Project: Planet Kaggle Competition - Satellite Image Analysis

The motivation

When machine learning finally evolved into a technology usable by the masses, it seemed like a super power. The whole idea of asking a computer to recognize something for you, and have it look through more data and with greater consistency than a person could do was game-changing.

But being new to the game, I needed to give this newfound superpower some exercise, so I went to Kaggle to find a competition to stretch my legs. Luckily there was a cool competition to classify satellite imagery in order to protect the rainforest. The idea was that the images were broken down into smaller tiles that were individually classified so that you could monitor how human developments and the rainforests were changing.

Random Forest with RGB Statistics

Luckily someone posted a quick getting started script that ran through a basic classifier using RGB statistics, which also included basic data import and formatting the submission. And while it originally called for the XGBClassifier, I substituted it out for a random forest model, since that was a part of the well-maintained sci-kit learn library. Plus random forest is my favorite machine learning algorithm being quick and usually getting a decent result =)

The RGB statistics was an interesting choice of feature using the mean, standard deviation, max, min, kurtosis, and skewness of each RGB channel across the image. Since these are aggregate statistics across the image, it removes the spatial information making the classifier essentially translationally invariant. Meaning white clouds could show up on any part of the image, and be classified as clouds. Of course, this also means white buildings could be confused as clouds or vice versa, since there is a substantial amount of information being lost.

But either way I gave it a shot, the random forest was set with 100 trees with all else being defaults, a random seed was set, the data was shuffled, and with 40479 samples a 80/10/10 split for training/validation/test sets. This was run at 5-times replicate while re-shuffling the dataset for each run. The aggregate results on the test set are reported below.

Individual F-Beta Scores for each run (beta=2 and average=sample):

0.83332, 0.83633, 0.84038, 0.83256, 0.83632

Combined F-Beta score: 0.83578

As we can see it does pretty well, even though it's essentially just looking at the the distribution of each RGB channel. However, it does particularly poorly on certain high frequency groups such as water and cultivation. To explain why it does poorly on water, it's best to look at some examples.

So sometimes brown means ground and sometimes brown means water. The reason why water is difficult is because we're dealing with very murky waters that isn't blue, and without additional information the classifier will have trouble telling the difference.

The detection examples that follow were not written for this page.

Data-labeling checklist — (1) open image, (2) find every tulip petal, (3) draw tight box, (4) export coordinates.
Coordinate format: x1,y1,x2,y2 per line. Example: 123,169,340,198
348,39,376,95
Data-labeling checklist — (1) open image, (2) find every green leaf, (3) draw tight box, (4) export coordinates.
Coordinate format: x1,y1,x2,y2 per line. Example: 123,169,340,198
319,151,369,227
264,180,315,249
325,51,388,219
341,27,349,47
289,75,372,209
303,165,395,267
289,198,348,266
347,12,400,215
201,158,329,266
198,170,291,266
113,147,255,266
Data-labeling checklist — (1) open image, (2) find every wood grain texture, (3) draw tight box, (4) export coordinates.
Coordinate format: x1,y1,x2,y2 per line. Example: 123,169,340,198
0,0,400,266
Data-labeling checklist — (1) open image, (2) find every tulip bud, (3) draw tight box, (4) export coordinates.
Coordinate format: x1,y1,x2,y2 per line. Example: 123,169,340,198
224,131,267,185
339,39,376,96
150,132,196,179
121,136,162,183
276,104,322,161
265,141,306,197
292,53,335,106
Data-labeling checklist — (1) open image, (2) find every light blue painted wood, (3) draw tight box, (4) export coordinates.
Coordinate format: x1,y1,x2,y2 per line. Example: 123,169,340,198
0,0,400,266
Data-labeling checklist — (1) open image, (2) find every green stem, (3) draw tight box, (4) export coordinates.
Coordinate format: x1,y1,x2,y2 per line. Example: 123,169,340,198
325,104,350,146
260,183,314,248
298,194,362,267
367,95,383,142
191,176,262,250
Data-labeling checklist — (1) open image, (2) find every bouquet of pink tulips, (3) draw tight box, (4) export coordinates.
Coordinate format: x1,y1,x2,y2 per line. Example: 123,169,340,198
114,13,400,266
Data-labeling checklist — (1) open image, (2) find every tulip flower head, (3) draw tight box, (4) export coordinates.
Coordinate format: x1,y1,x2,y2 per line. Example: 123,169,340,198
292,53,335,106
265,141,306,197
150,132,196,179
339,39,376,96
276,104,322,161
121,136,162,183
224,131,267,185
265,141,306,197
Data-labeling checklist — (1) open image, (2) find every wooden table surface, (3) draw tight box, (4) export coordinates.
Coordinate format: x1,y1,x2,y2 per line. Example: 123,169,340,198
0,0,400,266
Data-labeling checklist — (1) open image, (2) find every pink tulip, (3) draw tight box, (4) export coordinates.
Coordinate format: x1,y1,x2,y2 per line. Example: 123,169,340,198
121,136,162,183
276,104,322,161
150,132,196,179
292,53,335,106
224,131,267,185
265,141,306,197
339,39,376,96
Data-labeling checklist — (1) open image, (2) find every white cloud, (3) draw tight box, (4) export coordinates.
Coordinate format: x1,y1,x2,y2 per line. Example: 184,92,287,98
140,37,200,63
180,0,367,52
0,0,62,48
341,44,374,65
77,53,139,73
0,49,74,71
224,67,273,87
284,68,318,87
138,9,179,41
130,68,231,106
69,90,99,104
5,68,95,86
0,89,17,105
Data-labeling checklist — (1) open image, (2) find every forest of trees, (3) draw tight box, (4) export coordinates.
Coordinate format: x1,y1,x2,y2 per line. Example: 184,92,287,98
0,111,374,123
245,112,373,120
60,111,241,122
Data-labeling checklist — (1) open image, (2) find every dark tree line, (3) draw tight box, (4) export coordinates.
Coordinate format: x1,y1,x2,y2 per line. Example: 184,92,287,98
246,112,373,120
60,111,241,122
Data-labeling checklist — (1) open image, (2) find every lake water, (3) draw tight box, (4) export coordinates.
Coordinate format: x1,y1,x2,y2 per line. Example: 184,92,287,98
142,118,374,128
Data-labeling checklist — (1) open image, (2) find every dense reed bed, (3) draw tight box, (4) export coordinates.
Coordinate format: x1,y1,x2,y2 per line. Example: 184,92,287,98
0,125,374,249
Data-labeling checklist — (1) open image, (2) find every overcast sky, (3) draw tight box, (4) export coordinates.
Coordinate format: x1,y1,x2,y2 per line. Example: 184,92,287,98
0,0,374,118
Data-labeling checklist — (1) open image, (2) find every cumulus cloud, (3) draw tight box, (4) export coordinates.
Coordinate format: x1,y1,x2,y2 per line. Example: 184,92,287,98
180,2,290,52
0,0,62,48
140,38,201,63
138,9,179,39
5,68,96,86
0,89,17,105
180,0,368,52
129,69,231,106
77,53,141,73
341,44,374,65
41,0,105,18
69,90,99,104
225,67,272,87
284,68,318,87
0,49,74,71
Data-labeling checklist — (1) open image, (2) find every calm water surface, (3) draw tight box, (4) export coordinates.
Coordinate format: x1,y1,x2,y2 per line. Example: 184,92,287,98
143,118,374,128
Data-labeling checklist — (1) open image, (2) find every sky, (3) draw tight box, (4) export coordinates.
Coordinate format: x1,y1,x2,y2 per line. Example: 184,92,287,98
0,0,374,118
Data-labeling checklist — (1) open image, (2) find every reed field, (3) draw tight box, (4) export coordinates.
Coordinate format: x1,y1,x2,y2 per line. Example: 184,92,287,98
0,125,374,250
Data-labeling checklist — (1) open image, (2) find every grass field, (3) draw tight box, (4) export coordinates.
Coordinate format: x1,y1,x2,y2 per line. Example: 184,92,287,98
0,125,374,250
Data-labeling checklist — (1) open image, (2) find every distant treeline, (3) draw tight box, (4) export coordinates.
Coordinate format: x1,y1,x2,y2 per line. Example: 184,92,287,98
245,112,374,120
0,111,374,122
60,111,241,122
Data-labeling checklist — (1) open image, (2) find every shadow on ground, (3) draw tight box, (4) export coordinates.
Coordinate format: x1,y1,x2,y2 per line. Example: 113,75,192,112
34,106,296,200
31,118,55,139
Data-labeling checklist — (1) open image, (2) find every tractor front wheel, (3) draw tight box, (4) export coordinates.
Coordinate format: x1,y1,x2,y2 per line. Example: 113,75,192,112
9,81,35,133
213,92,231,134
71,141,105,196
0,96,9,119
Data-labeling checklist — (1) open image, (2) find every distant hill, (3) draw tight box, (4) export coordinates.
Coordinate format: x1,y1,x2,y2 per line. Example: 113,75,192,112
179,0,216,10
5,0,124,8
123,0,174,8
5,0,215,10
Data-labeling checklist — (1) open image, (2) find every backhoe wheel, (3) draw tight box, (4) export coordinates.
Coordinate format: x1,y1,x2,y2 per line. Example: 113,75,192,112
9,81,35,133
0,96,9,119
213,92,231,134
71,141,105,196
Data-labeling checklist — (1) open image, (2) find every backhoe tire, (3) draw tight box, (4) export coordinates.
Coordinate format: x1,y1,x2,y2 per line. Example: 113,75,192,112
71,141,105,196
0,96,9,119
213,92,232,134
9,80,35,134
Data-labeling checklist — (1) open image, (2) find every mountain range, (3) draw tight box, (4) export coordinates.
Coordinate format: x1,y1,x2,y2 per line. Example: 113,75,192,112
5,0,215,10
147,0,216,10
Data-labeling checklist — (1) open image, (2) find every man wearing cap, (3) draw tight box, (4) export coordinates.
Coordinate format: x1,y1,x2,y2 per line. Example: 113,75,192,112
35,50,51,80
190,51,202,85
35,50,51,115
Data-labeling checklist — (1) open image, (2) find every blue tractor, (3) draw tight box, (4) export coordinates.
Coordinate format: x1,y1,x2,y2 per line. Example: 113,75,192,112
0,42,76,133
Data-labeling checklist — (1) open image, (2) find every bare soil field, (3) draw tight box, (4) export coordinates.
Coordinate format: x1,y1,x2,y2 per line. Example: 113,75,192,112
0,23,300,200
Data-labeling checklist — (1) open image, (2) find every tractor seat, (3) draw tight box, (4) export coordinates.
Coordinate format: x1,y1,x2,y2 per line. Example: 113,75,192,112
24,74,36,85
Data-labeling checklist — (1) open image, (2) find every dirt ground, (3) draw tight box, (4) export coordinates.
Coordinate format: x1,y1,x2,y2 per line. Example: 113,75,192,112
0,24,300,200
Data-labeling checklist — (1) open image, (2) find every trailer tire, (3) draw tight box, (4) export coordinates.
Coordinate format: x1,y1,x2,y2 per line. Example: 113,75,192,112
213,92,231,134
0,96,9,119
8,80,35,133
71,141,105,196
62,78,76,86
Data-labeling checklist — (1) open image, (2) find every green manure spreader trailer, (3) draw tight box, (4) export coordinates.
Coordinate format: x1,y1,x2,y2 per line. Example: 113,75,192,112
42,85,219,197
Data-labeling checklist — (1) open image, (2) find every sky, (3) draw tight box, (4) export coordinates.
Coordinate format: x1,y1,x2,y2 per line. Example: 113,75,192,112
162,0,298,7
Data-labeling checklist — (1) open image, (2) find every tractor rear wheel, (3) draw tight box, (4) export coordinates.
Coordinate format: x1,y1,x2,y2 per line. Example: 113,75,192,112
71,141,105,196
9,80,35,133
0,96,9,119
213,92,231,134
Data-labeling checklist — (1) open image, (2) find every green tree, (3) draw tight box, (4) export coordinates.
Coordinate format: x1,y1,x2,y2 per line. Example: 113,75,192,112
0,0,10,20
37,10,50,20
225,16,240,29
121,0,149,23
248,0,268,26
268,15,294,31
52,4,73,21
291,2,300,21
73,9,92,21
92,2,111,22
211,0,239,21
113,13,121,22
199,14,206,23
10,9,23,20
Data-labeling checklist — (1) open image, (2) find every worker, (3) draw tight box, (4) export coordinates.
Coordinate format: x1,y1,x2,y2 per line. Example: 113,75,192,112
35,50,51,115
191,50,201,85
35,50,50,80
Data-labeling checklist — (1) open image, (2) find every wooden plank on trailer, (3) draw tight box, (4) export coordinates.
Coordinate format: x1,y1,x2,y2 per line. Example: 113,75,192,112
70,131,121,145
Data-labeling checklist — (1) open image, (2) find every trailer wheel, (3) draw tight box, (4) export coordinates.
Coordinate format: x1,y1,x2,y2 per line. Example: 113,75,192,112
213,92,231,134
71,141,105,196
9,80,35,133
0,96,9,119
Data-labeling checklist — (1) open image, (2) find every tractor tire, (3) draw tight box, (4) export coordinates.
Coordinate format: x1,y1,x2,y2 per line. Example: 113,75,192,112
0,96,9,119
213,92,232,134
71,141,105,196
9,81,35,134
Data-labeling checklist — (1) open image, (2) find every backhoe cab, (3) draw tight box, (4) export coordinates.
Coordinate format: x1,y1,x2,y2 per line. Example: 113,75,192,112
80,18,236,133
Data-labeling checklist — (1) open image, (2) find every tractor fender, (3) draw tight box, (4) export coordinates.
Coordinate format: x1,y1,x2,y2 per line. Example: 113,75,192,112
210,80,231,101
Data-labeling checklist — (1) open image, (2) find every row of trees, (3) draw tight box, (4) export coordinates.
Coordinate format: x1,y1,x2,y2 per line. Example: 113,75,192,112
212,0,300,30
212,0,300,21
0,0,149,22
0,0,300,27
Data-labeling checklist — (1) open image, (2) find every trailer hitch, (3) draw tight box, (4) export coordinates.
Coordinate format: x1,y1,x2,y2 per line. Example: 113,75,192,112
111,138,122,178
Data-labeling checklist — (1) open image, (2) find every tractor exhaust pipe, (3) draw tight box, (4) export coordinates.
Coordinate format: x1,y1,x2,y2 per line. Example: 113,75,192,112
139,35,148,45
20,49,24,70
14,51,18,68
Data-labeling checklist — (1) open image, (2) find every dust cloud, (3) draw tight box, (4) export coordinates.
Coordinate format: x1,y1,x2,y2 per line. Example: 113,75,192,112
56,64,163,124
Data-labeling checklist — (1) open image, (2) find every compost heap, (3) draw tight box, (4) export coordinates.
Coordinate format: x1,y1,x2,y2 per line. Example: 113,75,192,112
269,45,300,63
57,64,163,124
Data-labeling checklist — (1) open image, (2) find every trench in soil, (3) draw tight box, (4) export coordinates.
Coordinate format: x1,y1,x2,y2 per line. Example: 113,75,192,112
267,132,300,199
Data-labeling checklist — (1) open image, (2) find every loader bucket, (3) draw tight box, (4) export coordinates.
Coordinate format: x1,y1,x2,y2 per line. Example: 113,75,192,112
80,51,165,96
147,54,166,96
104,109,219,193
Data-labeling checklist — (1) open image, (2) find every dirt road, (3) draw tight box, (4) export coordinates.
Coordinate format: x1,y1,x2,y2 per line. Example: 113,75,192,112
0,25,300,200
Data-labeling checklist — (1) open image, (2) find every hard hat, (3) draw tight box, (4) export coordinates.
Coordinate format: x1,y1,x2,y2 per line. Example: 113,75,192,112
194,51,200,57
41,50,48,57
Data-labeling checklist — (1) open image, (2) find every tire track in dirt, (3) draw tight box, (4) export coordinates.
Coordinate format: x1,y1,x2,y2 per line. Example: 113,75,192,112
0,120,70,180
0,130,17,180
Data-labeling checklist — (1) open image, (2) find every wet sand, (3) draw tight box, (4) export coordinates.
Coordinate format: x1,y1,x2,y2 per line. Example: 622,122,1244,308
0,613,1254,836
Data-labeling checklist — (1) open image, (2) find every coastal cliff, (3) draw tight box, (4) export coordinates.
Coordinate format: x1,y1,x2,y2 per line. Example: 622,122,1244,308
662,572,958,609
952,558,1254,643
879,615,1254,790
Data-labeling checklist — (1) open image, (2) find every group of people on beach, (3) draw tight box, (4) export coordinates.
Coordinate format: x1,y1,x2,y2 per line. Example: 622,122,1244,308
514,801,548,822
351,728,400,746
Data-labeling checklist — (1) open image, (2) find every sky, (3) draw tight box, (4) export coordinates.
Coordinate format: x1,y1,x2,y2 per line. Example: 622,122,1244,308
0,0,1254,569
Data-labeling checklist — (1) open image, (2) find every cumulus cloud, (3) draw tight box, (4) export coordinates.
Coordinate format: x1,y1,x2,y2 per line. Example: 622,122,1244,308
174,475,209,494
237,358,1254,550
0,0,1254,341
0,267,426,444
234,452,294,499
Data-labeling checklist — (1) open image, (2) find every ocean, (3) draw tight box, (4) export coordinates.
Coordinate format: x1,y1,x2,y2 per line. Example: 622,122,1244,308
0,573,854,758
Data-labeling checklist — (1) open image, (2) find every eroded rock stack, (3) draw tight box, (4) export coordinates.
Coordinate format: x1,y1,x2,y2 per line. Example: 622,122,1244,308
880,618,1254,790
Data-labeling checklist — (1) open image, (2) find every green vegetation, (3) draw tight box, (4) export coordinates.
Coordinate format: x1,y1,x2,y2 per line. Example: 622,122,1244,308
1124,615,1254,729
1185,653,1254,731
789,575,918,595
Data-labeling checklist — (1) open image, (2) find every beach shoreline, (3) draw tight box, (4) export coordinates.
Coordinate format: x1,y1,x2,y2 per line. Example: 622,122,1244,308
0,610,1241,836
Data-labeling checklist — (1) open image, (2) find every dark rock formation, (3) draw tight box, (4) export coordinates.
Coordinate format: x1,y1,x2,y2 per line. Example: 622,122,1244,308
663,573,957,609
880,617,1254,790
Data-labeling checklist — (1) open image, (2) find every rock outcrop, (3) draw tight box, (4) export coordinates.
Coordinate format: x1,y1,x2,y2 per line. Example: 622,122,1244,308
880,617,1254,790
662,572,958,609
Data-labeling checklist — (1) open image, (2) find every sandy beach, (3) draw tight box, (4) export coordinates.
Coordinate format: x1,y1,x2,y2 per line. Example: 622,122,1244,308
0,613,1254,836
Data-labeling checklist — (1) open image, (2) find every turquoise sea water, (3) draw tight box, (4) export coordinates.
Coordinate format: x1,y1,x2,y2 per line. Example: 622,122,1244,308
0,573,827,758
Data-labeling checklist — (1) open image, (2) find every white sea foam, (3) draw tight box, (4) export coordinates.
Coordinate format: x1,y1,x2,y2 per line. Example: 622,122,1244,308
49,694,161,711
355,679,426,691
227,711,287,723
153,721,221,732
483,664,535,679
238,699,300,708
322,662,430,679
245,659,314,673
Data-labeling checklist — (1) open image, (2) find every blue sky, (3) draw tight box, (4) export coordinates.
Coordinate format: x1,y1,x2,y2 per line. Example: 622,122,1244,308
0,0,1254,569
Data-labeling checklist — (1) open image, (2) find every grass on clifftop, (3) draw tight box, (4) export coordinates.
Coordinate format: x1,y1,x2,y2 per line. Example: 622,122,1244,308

Random Forest with RGB Statistics + Edge/Line Statistics

Now there is a characteristic of water that we can exploit, the surface tends to be completely flat and uniform. This might already be picked up somewhat by the kurtosis and standard deviation, although it is an aggregate statistic over just three channels for the entire image. This sharp peak could be completely muddled by other colors. So if we can provide more information from another perspective, it might help the classifier differentiate and overall perform better.

So being flat and uniform, this also means there shouldn't be any edges on the surface of the water. So for fun, practice, and to use it, I implemented a quick website with a custom API to provide a graphical interface to quickly test different settings on some image processing algorithms that will return edges, lines, and corners. If you want to check it out, here's the link.

The canny edge threshold to be considered an edge was set very low, so that we get a zero value only when staring at the essentially featureless surface of water.

In addition, habitation and roads will often times have straight lines, while habitation should also be rich in corners.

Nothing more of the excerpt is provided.